Ağustos ayında IBM Türk çalışanları sanal bir mitinge hazırlanıyorlar. Avrupa’da denenen ve kazanımla sonuçlanan sanal grev, Türkiye için bir ilk olacak. Mitingin düzenleyicileri, Tez Koop-İş’te sendikalaşmaya çalışan ve bu yüzden IBM’nin çıkardığı engellerle uğraşan IBM Türk çalışanları.. Eylem bakımından bir ilk gerçekleştirildiği gibi bilişim emekçilerinin sendikal örgütlenmesinin sağlanmasıyla da bir ilk yaşanıyor Türkiye için… Aslında bilişim sektörü gittikçe büyüyen, çalışan sayısının arttığı bir sektör, ama bir o kadar da örgütlenme deneyimlerinin görülmediği bir sektör. Bunun böyle olmasındaki nedenleri bulmak için sektördeki (hele IBM söz konusu olduğunda) birçok özgünlüğü ve farklılığı gözden geçirmek gerekli.
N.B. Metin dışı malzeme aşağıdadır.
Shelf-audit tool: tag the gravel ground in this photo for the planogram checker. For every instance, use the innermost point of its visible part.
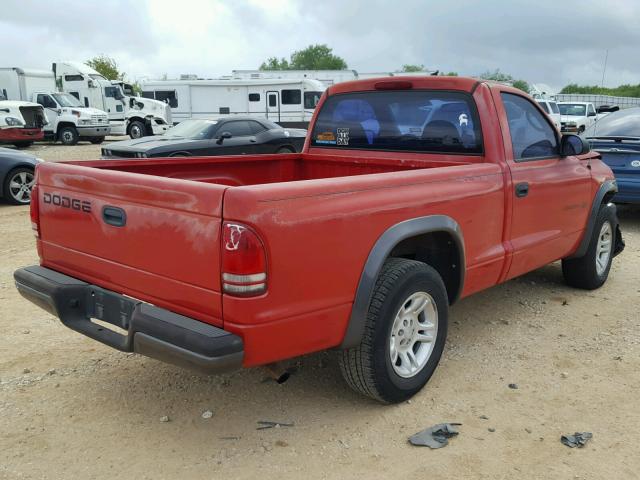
(73, 408)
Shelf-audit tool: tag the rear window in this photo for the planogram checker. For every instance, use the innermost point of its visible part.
(411, 120)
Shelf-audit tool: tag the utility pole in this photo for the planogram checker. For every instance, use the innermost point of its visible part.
(605, 67)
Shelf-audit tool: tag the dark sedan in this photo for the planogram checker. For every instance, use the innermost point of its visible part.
(617, 138)
(16, 175)
(228, 136)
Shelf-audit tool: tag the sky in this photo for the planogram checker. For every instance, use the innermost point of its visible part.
(552, 42)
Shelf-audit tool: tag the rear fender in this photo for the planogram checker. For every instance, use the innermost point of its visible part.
(379, 254)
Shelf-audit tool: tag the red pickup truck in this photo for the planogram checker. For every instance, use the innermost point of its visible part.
(408, 195)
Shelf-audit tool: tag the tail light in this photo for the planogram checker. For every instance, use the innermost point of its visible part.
(244, 263)
(35, 211)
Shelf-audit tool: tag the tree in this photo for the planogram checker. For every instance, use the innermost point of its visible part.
(106, 66)
(314, 57)
(272, 63)
(522, 85)
(620, 91)
(412, 68)
(498, 76)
Geneli de bağlayacak biçimde, IBM Türk çalışanları, son derece nitelikli, yüksek eğitimli, şirketle aidiyet bağı yüksek tutulmuş, egoları yüksek olan ve tutulan, yaşam standardı da yüksek bir kesim… Kendini işçi gibi görmeyen, hissetmeyen, şirketin “aile kültürü” ve “kolektivizmi” içinde sorunlarını çözebileceğine inanmış, bu nedenle sınıfsal bir örgütlenme arayışına girmemiş, ihtiyaç duymamış bir kesim… Ancak sermayenin genel eğilimi, kar ve rekabet esaslı olduğu için -IBM’in 15 yıl içerisinde girdiği inişe de bakarak-, çalışanların üzerindeki nispi sömürüye mutlak sömürünün de eklenmesiyle bu farklılık, özgünlük ve özgürlük yerini, işçileşmenin koşullarına bırakmış. Asgariye inen ücretler, emeklilik ve bazı sosyal hakların gaspı, “istemeyen gider” yaklaşımı, yoğunlaşan iş temposu; “aile şirketi”nde güzel günlerin sonunu getiren uygulamalardan bazıları olmuş…

Bir yanıyla da dünyada sermayenin yeni üretim organizasyonları, teknolojik yenilenmeler, tüm dünyada vasıflı işgücünün, yani beyaz yakalıların konumunda da vasıfsızlaşmaya gidişi zorluyor. IBM’de “beğenmeyen gider” yaklaşımını biraz böyle ele alabiliriz. Bu konum kaybı şimdiye kadar belirgin bir biçimde mühendis, doktor, avukat, öğretmenlerde gözlendi. Çalışma, vasıf, yaşam ve alınan ücretlerde belirgin geriye doğru bir değişim ve erime söz konusu… IBM’de yaşananlar da dünyada yaşananlardan bağımsız olamayacağından, birçok ülkede benzer gelişmeler yaşandığından, bize pek yeni bir şey söylemiyor aslında… Ancak değişim çalışanların yaşamında olduğu gibi bilincinde olmaya başlamış ve çıkış arayışı daha öncekilerden farklı olarak sendikal örgütlenmede kendini ifade etmiş. IBM çalışanları, yaptığımız röportajda da görülebileceği gibi hala kafalarında eski konumlarına ait izler, düşünüş ve ruh halleri taşıyorlar… Ancak sermayenin vasıfsızlaştırma ve işçileştirmedeki eğiliminin kesintisiz ve net oluşu gibi, çalışanlardaki eğilim de her şeye rağmen işçileşme yönünde seyrediyor, seyredecek… IBM işçileri işçi sınıfının yeni bir bileşeni olarak mücadelenin içerisinde yerini alıyor demiştik. İşte bu mücadele, önümüzdeki ay kendini sanal bir miting olarak sahneye çıkaracak..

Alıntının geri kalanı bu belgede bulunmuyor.